Noticed
When I started climbing in 1992, propelled there from a world of SEGA and bad acid, it was a place where everything felt real, where new experiences and friendships went deep. Your heroes, who were barely known about or even properly understood, smoked tobacco, wore dreadlocks and (sometimes) risked their necks in pursuit of something intangible to me then and now. Small pieces of information trickled down through magazines and word of mouth at the crag. John "Fritz" Sumner traversed the quarried sandstone wall about a mile from my Village home, and I gawped at photos of Crispin Waddy and Nick Dixon climbing lines in places that barely existed. Beginner's mind.
25 years later the world and climbing has changed and while I’m sure the human psyche hasn’t (that much at least) its interaction with the real and virtual world of our experiences has. Our memories quickly become absorbed into the information super-highway and like the "automatic thoughts" on the periphery of our consciousness they are sometimes noticed and quickly forgotten. Every action within climbing has been commoditized from the movement over rock to the cleaning of lichen and payment is sometimes received in terms of "likes" and "followers". There is a sense of a relentless and ruthless pursuit where deeper experiences are often bypassed for a different kind of gratification.
I became interested in videography about eight years ago, like many as a way of recording my ascents. Over time, this has dwindled to being the smallest and least significant part. I’m fascinated by what lies in the cracks between things, the bits that hold the bigger pieces together or push them apart. While aesthetics and composition hold some importance they often serve to obscure or ruin the underlying story. I shot and home-processed this short piece of film taken at Slipstones about a month ago; Developed in the wrong chemistry, scratched by clumsy removal of the film from the cartridge in a makeshift darkroom and further botched by uneven removal of an awful anti-static remjet layer. I believe the end result in some iways is the thing I’ve been most proud of making and is in part visually and tonally representative of what I aspire to.

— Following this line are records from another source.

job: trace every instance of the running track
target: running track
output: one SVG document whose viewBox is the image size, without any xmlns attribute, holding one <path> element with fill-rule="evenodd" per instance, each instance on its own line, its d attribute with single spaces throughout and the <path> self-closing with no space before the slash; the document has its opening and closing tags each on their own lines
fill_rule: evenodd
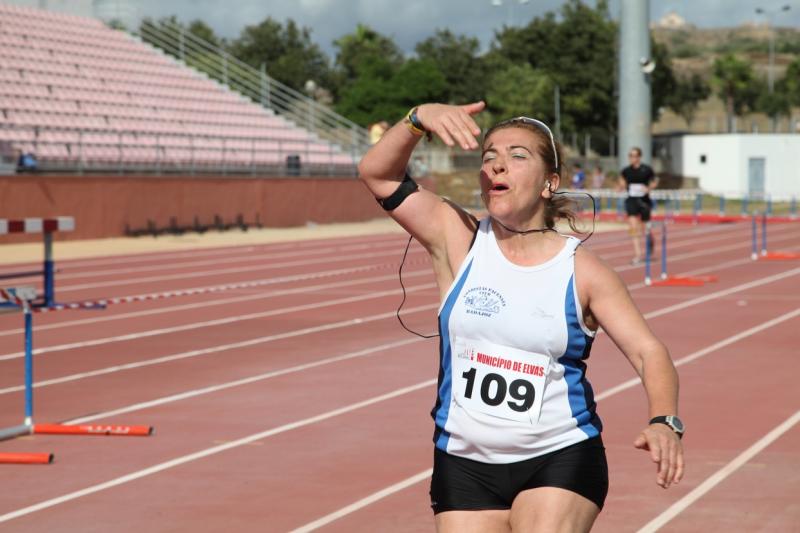
<svg viewBox="0 0 800 533">
<path fill-rule="evenodd" d="M 797 224 L 771 224 L 769 241 L 797 251 Z M 432 531 L 437 340 L 394 318 L 404 244 L 375 235 L 61 262 L 64 301 L 254 284 L 36 314 L 35 419 L 156 434 L 0 443 L 56 454 L 50 466 L 0 466 L 0 531 Z M 664 491 L 631 445 L 643 389 L 600 334 L 588 375 L 611 489 L 594 531 L 800 531 L 800 262 L 751 262 L 746 223 L 673 225 L 670 273 L 720 281 L 644 288 L 624 233 L 589 246 L 666 341 L 688 426 L 687 475 Z M 406 322 L 434 331 L 438 296 L 418 246 L 404 281 Z M 22 418 L 21 323 L 0 315 L 0 427 Z"/>
</svg>

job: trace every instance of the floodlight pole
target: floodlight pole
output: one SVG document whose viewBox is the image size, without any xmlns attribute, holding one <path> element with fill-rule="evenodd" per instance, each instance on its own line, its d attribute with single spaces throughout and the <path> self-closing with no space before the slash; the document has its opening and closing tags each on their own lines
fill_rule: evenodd
<svg viewBox="0 0 800 533">
<path fill-rule="evenodd" d="M 764 15 L 767 19 L 767 28 L 769 29 L 769 70 L 767 70 L 767 84 L 769 85 L 769 94 L 775 90 L 775 28 L 772 24 L 772 15 L 783 11 L 789 11 L 792 8 L 790 5 L 785 5 L 780 10 L 769 11 L 763 7 L 757 7 L 756 13 Z"/>
<path fill-rule="evenodd" d="M 509 28 L 514 25 L 514 2 L 518 3 L 521 6 L 524 6 L 530 0 L 509 0 L 508 2 L 508 11 L 507 11 L 507 19 L 506 19 L 506 26 Z M 501 7 L 503 5 L 503 0 L 492 0 L 492 6 L 494 7 Z"/>
<path fill-rule="evenodd" d="M 642 149 L 642 162 L 652 164 L 650 74 L 646 68 L 652 67 L 649 4 L 649 0 L 620 0 L 619 168 L 628 164 L 626 154 L 634 146 Z"/>
</svg>

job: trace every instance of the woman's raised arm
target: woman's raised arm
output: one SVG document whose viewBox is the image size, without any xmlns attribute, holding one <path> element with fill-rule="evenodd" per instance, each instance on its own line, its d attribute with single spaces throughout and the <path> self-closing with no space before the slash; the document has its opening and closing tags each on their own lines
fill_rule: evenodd
<svg viewBox="0 0 800 533">
<path fill-rule="evenodd" d="M 359 163 L 359 177 L 376 198 L 389 198 L 402 183 L 414 147 L 424 132 L 437 135 L 448 146 L 458 143 L 465 150 L 477 149 L 480 128 L 472 115 L 483 108 L 483 102 L 463 106 L 424 104 L 415 108 L 415 124 L 406 118 L 386 131 Z M 463 210 L 424 189 L 406 197 L 389 214 L 433 255 L 446 251 L 451 232 L 471 235 L 468 226 L 472 220 Z"/>
</svg>

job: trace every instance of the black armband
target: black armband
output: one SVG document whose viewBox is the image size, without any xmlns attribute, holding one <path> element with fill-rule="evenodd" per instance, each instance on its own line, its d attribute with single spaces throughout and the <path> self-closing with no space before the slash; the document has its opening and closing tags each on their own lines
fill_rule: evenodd
<svg viewBox="0 0 800 533">
<path fill-rule="evenodd" d="M 386 211 L 394 211 L 397 209 L 403 201 L 408 198 L 408 196 L 412 193 L 415 193 L 419 190 L 419 185 L 417 182 L 411 179 L 411 176 L 406 174 L 406 177 L 403 178 L 403 181 L 400 182 L 400 186 L 395 189 L 395 191 L 388 197 L 388 198 L 376 198 L 381 207 L 384 208 Z"/>
</svg>

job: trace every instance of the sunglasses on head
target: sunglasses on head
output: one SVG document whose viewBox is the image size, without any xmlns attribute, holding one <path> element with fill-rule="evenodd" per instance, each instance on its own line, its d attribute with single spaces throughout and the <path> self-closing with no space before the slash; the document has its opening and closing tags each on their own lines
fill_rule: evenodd
<svg viewBox="0 0 800 533">
<path fill-rule="evenodd" d="M 492 129 L 498 128 L 500 126 L 506 126 L 508 124 L 530 124 L 532 126 L 536 126 L 540 130 L 545 132 L 547 136 L 550 138 L 550 146 L 553 148 L 553 157 L 555 158 L 556 161 L 556 170 L 558 170 L 559 166 L 558 166 L 558 151 L 556 150 L 556 140 L 555 138 L 553 138 L 553 132 L 550 131 L 550 128 L 547 126 L 547 124 L 535 118 L 514 117 L 504 120 L 502 122 L 498 122 L 497 124 L 494 125 Z"/>
</svg>

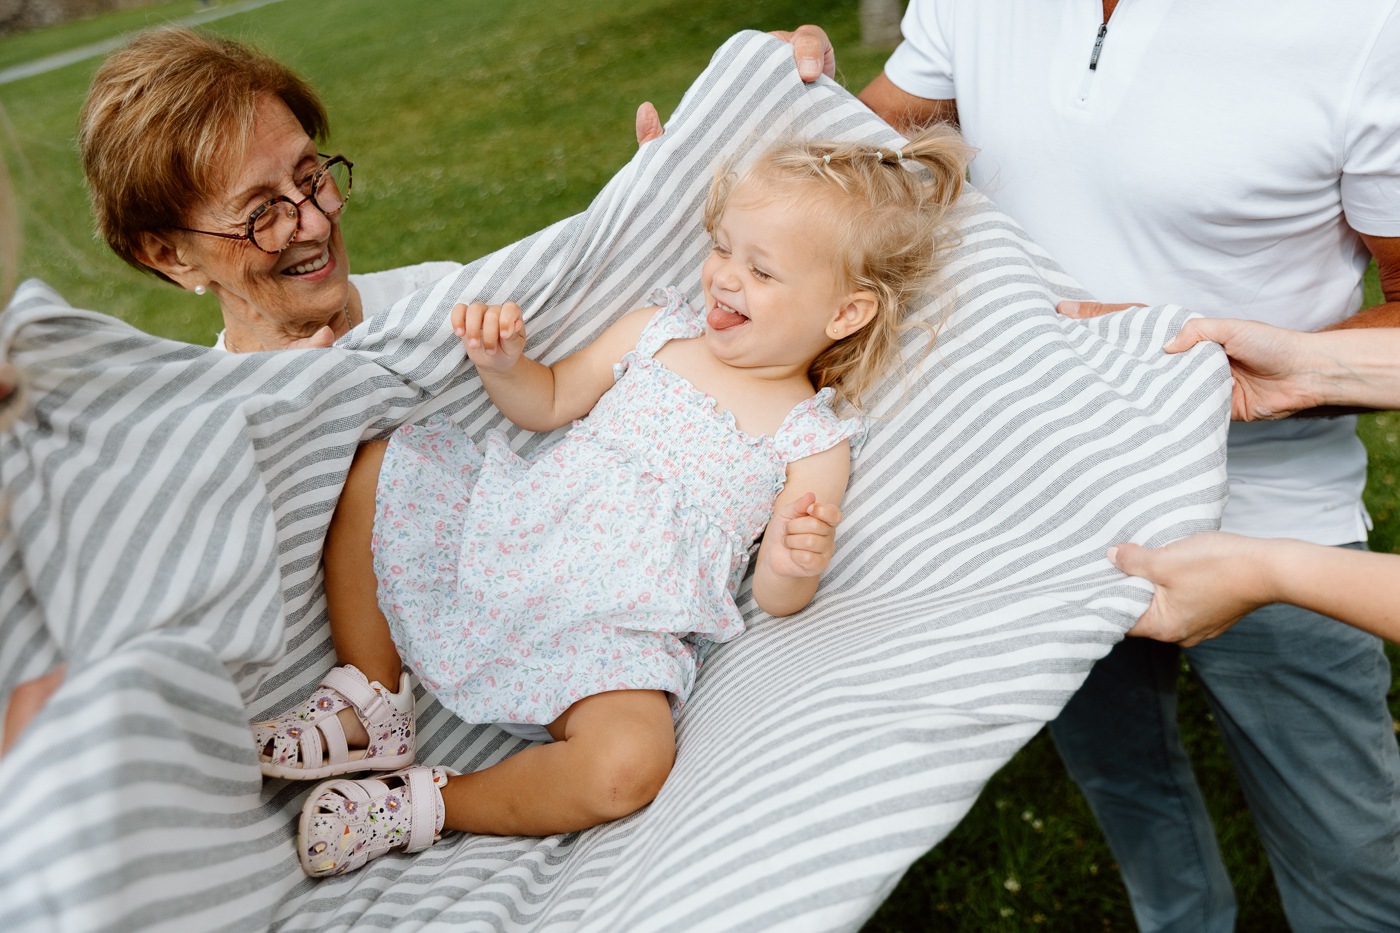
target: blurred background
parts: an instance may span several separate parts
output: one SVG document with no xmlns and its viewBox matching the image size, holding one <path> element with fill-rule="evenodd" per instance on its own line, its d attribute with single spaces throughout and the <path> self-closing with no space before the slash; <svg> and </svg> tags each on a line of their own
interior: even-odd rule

With regards to the process, like all things it seems to come with a series of expensive mistakes and happy accidents. The film is Kodak Colour Negative Vision 3 50D processed in a Tetenal C41 chemistry kit in a Lomo tank UPB1-A. I followed instructions for push processing at 38 degrees and gave it double the amount of time in the bleach-fix (blix) bath. I believe that if I had removed the film and remjet layer more carefully it would have been very good. This is my first time processing film and it is a relatively expensive and time consuming process that requires a bit of research beforehand. I'd really recommend colour reversal film processing which I’m going to do from now on. No remjet layer to deal with, less precise time / temperature control in developing and you can buy a projector and display it at home with no digital intermediate needed.